Dans une espèce, la rainure dont il s’agit est bordée, de chaque côté, par une série de denticules.
Les organes respiratoires des Térébelles sont fort beaux. Ils offrent, dans leurs divisions, une grande profusion d’angles, de courbures et de pointes. Leurs couleurs sont très-variées et très-brillantes.
Le tube protecteur de ces animaux est composé de vase, d’argile, de grains de sable et de fragments de coquilles agglutinés. Il a une forme cylindrique. On remarque, à son orifice, des bords prolongés en petites branches de même nature, qui servent à loger les tentacules.
Si l’on met dans un aquarium une Térébelle privée de son fourreau, on verra l’Annélide étendre ses fils tentaculaires, balayer le sable, et l’accumuler dans un coin pour en construire une nouvelle habitation.
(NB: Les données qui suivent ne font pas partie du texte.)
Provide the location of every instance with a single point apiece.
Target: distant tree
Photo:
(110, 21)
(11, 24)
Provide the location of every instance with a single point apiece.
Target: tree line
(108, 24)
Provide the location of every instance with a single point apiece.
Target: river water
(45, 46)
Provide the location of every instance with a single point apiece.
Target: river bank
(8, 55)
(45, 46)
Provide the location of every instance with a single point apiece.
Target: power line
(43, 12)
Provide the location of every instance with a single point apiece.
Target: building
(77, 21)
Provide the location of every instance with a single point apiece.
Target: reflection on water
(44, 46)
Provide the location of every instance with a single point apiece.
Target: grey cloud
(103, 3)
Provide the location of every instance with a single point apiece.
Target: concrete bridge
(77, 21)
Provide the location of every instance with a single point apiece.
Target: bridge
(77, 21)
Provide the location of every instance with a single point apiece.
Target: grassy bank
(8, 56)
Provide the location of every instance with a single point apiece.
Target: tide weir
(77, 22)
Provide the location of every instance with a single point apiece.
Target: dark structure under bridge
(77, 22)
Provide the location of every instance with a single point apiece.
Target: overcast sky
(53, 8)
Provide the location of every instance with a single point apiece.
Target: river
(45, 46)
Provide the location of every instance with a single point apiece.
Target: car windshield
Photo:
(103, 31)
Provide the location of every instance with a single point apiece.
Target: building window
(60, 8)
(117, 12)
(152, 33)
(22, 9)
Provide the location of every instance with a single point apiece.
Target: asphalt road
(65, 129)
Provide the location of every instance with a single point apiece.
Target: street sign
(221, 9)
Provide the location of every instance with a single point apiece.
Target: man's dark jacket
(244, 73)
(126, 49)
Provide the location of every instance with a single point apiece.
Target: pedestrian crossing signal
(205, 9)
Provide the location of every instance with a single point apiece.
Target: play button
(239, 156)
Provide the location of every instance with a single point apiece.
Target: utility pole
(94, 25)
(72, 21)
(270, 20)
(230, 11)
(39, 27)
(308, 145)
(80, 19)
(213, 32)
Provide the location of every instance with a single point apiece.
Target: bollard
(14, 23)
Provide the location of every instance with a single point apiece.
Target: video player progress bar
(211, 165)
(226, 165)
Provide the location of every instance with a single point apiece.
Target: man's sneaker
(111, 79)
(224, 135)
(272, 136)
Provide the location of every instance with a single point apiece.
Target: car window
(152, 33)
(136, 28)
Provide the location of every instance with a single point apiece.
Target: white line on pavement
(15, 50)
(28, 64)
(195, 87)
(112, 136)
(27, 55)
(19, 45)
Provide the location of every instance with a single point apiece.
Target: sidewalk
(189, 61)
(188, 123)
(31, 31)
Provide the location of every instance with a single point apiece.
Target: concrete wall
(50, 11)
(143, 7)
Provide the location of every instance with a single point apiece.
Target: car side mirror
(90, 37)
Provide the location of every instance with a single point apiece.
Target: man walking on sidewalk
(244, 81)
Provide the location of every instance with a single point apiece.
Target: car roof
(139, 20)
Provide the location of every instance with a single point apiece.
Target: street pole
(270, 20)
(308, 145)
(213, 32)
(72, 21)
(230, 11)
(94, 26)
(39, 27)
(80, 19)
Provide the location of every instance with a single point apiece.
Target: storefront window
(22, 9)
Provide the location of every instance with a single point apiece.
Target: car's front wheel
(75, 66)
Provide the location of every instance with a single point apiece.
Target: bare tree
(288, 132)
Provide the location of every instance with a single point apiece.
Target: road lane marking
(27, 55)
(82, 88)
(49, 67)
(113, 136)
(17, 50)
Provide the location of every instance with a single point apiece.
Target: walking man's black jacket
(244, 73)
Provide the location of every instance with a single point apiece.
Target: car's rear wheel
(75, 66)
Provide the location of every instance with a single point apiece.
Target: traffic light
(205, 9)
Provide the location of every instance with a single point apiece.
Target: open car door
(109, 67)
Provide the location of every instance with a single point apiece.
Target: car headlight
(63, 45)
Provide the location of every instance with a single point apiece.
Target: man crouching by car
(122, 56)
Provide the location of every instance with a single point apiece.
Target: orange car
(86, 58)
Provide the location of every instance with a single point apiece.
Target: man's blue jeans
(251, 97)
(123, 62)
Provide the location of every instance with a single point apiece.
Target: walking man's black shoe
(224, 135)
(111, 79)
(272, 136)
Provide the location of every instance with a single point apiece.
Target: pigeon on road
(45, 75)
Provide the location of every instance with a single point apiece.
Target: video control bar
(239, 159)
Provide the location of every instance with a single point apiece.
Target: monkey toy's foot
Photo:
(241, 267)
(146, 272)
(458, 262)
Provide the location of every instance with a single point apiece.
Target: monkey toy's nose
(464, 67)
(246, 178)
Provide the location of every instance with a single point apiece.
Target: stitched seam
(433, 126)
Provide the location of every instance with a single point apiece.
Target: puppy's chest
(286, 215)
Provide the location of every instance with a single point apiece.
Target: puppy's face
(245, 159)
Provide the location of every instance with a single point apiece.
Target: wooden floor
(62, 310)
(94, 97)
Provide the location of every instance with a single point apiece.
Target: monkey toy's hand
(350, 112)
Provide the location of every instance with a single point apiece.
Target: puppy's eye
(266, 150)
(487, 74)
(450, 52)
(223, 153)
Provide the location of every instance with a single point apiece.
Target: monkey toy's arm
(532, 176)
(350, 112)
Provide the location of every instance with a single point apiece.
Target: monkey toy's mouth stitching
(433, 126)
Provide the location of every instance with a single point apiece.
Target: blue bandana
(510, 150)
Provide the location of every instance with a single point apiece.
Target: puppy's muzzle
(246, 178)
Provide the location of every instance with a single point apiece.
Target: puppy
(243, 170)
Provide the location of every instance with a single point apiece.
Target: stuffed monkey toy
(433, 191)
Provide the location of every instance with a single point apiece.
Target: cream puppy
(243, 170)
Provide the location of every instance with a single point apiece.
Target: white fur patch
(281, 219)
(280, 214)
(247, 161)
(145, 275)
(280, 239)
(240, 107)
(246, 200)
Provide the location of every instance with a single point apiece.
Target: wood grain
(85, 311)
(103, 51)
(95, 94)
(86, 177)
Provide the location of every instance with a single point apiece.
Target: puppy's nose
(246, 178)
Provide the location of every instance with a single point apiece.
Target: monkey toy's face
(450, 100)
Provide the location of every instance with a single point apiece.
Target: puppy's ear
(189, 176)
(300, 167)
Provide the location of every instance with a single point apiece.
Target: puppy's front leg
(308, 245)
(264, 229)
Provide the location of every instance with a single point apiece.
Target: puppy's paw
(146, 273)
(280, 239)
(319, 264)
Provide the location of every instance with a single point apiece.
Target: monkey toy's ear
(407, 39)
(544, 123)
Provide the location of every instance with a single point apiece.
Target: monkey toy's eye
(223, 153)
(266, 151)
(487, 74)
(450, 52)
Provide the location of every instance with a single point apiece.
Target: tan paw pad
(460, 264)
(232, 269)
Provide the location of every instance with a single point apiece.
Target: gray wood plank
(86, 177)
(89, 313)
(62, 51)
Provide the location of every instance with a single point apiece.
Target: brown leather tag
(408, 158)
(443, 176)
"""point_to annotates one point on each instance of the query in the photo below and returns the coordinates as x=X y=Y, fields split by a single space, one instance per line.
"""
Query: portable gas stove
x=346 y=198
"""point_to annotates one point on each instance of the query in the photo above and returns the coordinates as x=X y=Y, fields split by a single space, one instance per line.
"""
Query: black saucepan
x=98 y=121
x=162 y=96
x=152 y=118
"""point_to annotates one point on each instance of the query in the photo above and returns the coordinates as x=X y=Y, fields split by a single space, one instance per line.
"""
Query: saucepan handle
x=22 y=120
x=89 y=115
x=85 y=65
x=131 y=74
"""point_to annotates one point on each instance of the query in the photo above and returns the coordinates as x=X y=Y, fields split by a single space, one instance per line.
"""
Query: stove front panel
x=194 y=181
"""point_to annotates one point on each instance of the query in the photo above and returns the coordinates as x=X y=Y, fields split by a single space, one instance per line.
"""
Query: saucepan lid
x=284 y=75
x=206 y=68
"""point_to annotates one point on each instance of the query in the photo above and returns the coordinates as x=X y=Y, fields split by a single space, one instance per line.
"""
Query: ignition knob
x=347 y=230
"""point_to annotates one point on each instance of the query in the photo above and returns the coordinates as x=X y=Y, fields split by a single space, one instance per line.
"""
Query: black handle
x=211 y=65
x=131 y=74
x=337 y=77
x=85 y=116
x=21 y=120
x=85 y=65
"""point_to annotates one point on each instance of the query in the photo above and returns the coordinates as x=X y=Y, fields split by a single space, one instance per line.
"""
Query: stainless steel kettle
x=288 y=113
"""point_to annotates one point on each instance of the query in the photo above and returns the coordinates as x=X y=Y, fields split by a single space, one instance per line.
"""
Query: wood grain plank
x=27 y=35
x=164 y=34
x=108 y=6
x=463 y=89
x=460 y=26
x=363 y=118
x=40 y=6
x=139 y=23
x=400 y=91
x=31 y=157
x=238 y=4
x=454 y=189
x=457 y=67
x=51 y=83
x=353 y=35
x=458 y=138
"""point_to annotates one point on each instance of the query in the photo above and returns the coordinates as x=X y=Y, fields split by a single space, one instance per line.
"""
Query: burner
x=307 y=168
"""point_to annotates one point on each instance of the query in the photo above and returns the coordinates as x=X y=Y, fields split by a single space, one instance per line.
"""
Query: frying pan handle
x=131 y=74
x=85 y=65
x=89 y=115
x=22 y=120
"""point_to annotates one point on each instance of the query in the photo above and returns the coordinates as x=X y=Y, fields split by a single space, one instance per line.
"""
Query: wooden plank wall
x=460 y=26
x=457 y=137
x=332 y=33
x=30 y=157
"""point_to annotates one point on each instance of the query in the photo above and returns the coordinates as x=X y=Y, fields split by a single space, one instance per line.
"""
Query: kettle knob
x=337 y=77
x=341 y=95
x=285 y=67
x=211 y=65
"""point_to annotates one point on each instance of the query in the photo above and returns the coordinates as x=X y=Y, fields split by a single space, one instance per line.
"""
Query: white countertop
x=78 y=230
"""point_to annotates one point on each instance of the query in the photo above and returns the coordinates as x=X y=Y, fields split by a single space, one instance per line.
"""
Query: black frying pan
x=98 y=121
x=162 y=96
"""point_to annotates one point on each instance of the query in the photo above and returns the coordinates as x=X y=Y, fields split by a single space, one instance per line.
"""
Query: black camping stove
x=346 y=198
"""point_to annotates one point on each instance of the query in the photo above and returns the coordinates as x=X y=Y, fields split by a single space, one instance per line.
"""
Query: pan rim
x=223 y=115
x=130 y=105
Le petit architecte développe une grande activité dans la mise en œuvre de ces matériaux. Quand le tube est en partie formé, il s’y enferme et y demeure caché tout le long du jour. Vers midi, l’animal manifeste une certaine inquiétude, laquelle augmente au fur et à mesure que le soir approche. Aussitôt que le soleil est couché, les tentacules sortent de la maisonnette, et se mettent à l’ouvrage. Chacun saisit un grain de sable et le transporte au sommet du tube commencé. Quand un de ces bras, maladroit ou fatigué, laisse échapper sa petite charge, il la cherche jusqu’à ce qu’il l’ait trouvée, et ne l’abandonne plus jusqu’à ce qu’il l’ait portée à sa destination.
Dans certaines espèces, les tentacules semblent s’être divisé le travail: les uns sont occupés au choix des matériaux, les autres au transport; certains les alignent et les agglutinent; quelques-uns ramassent soigneusement les débris qui tombent du chantier.